Beatdown, Dave Herrera, May 2

Final Note

I'm of the generation raised on FM radio. Every morning, I strap on my old Sony headset (no stinkin' digital for me) and head for the light rail. As I tuned in to Lewis and Floorwax last week, I got the word that my honorary uncle, Barry Fey, was dead.

There was talk of despondency, ill-heath and addiction. They said he'd grown tired of what his life had become. I can't begin to imagine his demons. But his legacy is one for which I'll remain forever grateful.

He took a cowtown and, with his chubby hands, firmly placed it in the middle of the rock-and-roll map. He gave me Summers of Stars, saved the Paramount and brought the legends of my youth to my virtual doorstep. Who else could get the likes of Led Zeppelin or the Stones to play the godawful Denver Coliseum? Paul McCartney's latest tour includes two gigs in Tulsa and bypasses Denver. Uncle Barry would never have allowed such blasphemy under his watch!
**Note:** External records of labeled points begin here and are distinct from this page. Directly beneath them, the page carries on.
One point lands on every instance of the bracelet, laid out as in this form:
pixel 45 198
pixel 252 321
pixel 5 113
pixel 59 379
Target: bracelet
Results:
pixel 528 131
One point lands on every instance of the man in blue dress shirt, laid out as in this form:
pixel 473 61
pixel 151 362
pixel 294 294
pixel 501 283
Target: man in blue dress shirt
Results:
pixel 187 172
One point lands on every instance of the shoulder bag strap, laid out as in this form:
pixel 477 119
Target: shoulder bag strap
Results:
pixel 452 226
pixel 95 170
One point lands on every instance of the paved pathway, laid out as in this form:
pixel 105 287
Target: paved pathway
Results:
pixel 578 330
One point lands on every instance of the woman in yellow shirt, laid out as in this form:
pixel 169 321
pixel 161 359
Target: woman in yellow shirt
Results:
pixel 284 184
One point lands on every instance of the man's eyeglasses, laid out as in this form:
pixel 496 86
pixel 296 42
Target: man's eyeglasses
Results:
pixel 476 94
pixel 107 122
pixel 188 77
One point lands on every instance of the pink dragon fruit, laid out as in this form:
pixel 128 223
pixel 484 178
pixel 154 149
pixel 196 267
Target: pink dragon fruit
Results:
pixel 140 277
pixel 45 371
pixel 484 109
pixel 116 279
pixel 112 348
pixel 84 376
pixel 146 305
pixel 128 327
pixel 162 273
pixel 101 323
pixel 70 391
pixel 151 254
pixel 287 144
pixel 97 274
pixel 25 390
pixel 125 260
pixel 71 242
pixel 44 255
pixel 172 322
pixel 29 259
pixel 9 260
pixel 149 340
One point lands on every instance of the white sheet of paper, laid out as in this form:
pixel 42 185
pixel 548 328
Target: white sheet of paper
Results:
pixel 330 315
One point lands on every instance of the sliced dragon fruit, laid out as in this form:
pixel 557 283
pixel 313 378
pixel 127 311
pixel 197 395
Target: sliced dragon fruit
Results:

Sure, he wasn't always Love, Love, Love. They say he could be ruthless, ill-tempered, bombastic. But he was allowed. My cohorts and I let it slide; we knew in our rock-and-roll hearts that he genuinely shared our rapture and reverence. He loved the music, and that's all that matters. They say he made a fortune and lost it, maybe more than once. But he never lost the love Denver had for him.

I can hear St. Peter now: "Ladies and gentlemen, Barry Fey!"

John Amari
Denver

"Life Sentence," Joel Warner, April 25

Taken for a Ride

"He gave his car keys to a designated driver, but at some point in the revelry he wound up with the keys again." What I want to know is what douchebag designated driver gave him his keys back!? Seeing as how this DUI happened a mere 21 years after his 1992 incident, I wouldn't call it habitual. I would call this more a failure to see that a chosen designated driver clearly had little to no responsibility.

I worked with Ken a year and a half straight, side by side in very close quarters, and we have spent, in some cases, days and weeks in a row together. We are best friends to this day. He was very open to me about his past from the very beginning. However, the only things I have seen in him are his honesty, passion for his work and love for his friends and family.

All that said, the article is about an inept health-care system within correctional institutions — not Ken's past.

Jon Nance
Lakewood

"Close Call," Patricia Calhoun, April 25

Looking for Respect

I gave the History Colorado Center a heads-up many months ago, but they did not heed it. While filming my award-winning documentary, The Sand Creek Massacre, Southern Cheyenne Chief (Whistling Eagle) Cometsevah told me that the Cheyenne people are simply looking for respect.

History Colorado ran roughshod over the Cheyenne, just as so many others have ever since the massacre happened on November 29, 1864. It is time to show respect, History Colorado. Show respect!